I like this thinking.  Probably because it aligns so closely to my thinking.  There's a certain amount of truth to the idea that we all need to get off our asses and quit complaining about everything that isn't going the way we want it to go.  After all: It's not them - it's you.  Whatever you did yesterday is probably what you're going to do today so it's going to take effort, it's going to take work, if you want to change things.  It's all up to you.  I'm appreciative for the help and advice I've gotten in The Fellowship but ultimately it comes down to me doing the work.

Then there's this: "Be strong, be of good courage - so much that we worry about will never happen.  Put things in order, change what needs to be changed, but begin at once to count the blessings that must be told again so we will not forget."

I recall the years where I made a Worry List.  Every time I felt anxiety I would write down the feeling that I was feeling and then try to decide whether the fear came from my inaction on something that needed my attention or whether I had taken all the appropriate action and just needed to wait for events to unfold.  At the end of each year I would review this list and each year I would be astounded and disgusted to rediscover that almost nothing I worried about ever came true and the things that did come true were almost always outside of my sphere of influence - they were going to happen despite my best efforts to stop them.
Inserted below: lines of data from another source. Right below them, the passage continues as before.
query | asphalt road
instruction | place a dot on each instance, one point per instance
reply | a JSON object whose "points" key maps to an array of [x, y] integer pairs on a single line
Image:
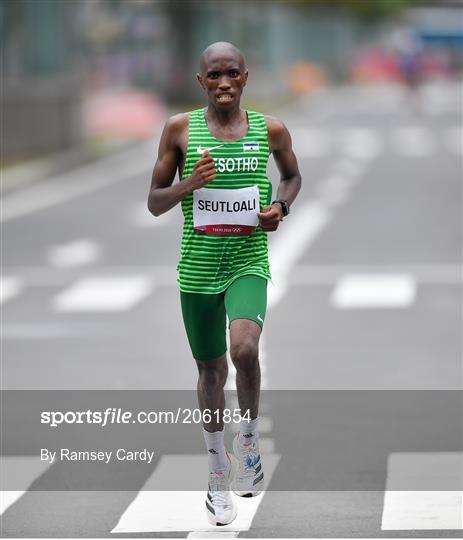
{"points": [[361, 353]]}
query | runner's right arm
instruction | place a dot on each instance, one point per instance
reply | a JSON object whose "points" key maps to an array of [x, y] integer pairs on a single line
{"points": [[163, 195]]}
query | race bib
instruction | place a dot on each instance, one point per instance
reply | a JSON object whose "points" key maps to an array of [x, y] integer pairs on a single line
{"points": [[226, 212]]}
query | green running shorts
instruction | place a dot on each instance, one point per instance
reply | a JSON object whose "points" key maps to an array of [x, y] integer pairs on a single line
{"points": [[204, 315]]}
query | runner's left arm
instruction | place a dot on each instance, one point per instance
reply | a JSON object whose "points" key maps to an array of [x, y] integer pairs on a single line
{"points": [[280, 146]]}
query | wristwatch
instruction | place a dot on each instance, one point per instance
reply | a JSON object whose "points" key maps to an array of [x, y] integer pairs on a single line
{"points": [[284, 206]]}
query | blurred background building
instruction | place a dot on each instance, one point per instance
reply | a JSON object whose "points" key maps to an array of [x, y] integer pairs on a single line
{"points": [[78, 72]]}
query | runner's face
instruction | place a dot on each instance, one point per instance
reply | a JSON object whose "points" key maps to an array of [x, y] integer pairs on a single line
{"points": [[223, 79]]}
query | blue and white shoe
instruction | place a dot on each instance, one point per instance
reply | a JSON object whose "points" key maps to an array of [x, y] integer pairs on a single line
{"points": [[249, 480], [221, 508]]}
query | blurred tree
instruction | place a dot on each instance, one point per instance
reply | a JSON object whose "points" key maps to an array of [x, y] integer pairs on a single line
{"points": [[365, 9]]}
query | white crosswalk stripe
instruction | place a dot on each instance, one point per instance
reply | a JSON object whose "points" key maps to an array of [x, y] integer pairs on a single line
{"points": [[168, 511], [76, 253], [18, 473], [426, 509], [358, 291], [103, 293], [9, 288]]}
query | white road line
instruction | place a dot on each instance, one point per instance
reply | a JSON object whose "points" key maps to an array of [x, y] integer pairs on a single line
{"points": [[412, 141], [213, 534], [10, 287], [76, 253], [78, 182], [140, 216], [103, 293], [310, 142], [290, 244], [440, 506], [18, 472], [314, 274], [358, 291], [168, 511]]}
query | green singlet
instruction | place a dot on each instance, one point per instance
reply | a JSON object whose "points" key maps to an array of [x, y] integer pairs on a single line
{"points": [[210, 264], [223, 272]]}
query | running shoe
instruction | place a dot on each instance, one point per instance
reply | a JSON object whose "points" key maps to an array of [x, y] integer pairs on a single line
{"points": [[249, 479], [220, 507]]}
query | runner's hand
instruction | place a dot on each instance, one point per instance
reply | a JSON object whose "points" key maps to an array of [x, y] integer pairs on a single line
{"points": [[270, 217], [203, 172]]}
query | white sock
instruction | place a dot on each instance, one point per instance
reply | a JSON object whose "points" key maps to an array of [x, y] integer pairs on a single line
{"points": [[217, 456], [248, 431]]}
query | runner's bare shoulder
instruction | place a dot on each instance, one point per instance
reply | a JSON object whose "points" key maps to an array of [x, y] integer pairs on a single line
{"points": [[276, 131], [176, 130]]}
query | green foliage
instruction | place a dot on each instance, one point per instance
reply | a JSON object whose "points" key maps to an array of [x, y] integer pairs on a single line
{"points": [[365, 9]]}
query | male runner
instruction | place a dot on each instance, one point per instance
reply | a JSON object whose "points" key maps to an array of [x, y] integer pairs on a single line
{"points": [[221, 153]]}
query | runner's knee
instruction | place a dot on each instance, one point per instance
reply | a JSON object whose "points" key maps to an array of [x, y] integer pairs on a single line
{"points": [[245, 354], [212, 373]]}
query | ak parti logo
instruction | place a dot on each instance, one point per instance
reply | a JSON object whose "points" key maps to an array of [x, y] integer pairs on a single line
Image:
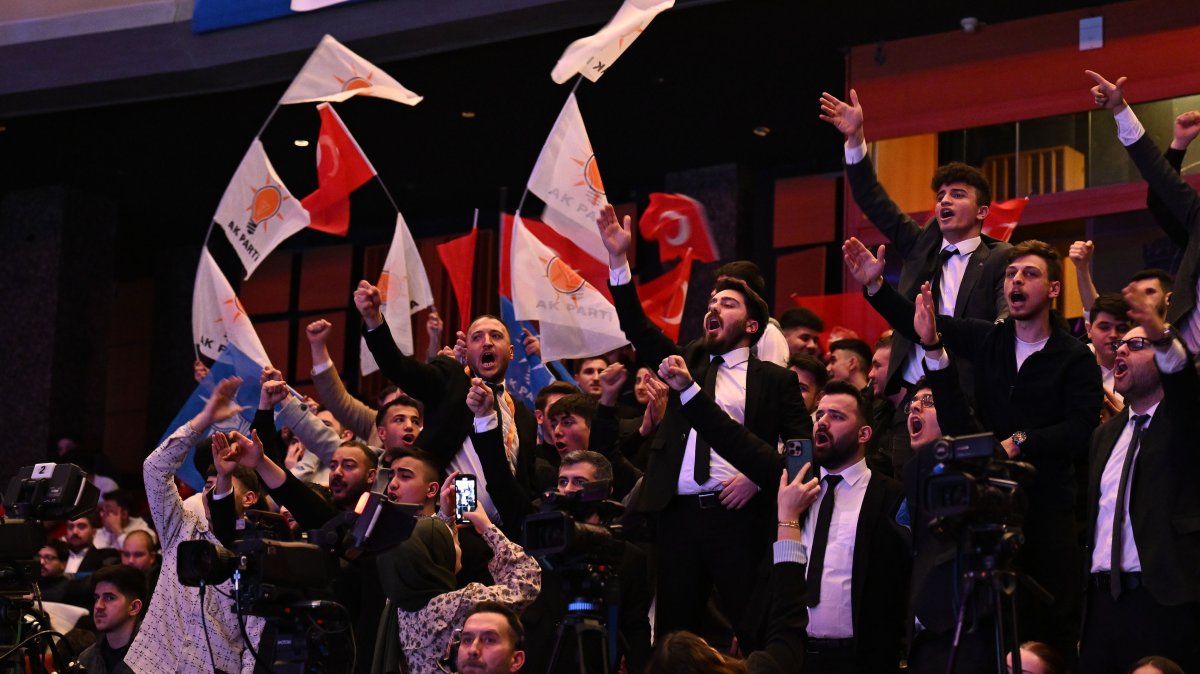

I also mention my daily Gratitude List where I go over and over and over all of my blessings, really trying to pay attention to the words I'm saying.  I'm blessed.  And I'm not a naturally grateful guy.  I see the possible problems and focus in on them, like the trouble-shooting technical guy that I am.  I'm survived and thrived by being wary of what could go wrong.  A good survival strategy but not always conducive to peace of mind.